You may wonder what gender equality has to do with malaria – though not always obvious at first, the overlaps are significant. Malaria is related to gender equality in a number of ways:

  1. While everyone is susceptible to malaria, pregnant women (as well as children under 5 and people with compromised immune systems) are particularly vulnerable to malaria.
  2. In many communities, females- adolescent girls, mothers and grandmothers- have the primary responsibility for childcare, meaning that they’re the ones who have to take time off from school or work to care for children sick from malaria.
  3. Women are also often responsible for agriculture, cooking and fetching water, which places them outside during times when malaria-carrying mosquitoes are most active. Additionally, in many places, men’s work (such as mining or forestry) takes them far from home and into areas which have higher rates of malaria transmission.
  4. Gender inequities in many cultures mean that females are more impacted by poverty and can find it more difficult to afford or access health services.

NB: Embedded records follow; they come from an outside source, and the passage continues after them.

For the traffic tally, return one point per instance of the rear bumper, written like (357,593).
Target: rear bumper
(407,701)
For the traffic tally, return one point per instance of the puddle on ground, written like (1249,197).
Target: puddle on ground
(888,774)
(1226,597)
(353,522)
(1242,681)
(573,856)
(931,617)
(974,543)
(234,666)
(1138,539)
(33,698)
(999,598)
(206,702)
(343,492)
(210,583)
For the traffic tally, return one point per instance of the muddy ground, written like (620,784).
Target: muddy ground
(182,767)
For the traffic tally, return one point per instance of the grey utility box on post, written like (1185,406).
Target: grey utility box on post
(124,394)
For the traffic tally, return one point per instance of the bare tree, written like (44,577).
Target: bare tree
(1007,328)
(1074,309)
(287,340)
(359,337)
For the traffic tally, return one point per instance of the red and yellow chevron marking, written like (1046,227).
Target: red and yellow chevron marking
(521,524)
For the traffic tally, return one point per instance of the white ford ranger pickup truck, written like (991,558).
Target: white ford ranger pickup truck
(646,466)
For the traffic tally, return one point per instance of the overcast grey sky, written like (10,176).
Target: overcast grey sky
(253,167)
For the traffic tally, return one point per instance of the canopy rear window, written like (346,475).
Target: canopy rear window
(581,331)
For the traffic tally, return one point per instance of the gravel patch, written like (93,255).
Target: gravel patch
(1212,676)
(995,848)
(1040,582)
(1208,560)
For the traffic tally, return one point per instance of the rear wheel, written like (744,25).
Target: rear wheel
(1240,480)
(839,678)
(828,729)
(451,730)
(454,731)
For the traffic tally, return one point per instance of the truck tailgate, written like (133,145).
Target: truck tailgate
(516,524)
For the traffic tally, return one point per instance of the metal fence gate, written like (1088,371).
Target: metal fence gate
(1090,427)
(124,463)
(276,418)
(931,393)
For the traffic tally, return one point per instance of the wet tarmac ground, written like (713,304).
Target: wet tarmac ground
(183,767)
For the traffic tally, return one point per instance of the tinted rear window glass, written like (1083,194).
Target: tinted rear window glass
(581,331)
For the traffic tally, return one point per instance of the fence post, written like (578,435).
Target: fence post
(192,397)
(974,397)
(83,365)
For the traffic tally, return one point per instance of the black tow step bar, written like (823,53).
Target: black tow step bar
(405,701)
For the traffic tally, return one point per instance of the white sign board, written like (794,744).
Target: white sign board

There are many reasons why we should take action to end malaria, but the inter-connections of the SDGs is one of the most compelling. Ending malaria would help alleviate household poverty, bring greater economic productivity and growth to both families and countries overall, and contribute to better gender equity. Removing malaria from the equation removes a handful of other barriers that women across the world face, like missing school and work, riskier pregnancies, and cost of accessing medical services.

With partners like JCI, we’ll be able to continue moving the needle on this issue until it is pointing to zero malaria transmissions. We’ve made great strides in recent years: today, approximately 53% of the population in sub-Saharan Africa is protected by bed nets, compared to just 2% in 2000. But that still isn’t good enough! That means that 47% of the population is still at risk – and millions of girls, women, and families shouldn’t have to worry about malaria.

As we focus on all the global goals during UNGA, we want to challenge ourselves, within the United Nations Foundation, and also our partners and supporters (you!) to think about how the issues we care deeply about connect to other important issues.

The work that you’re doing to prevent malaria can give young girls (and boys!) the opportunity to stay in school, get a good education, and then grow up to be scientists who work to alleviate climate change, or doctors that provide care for those in need. And that’s an amazing thing.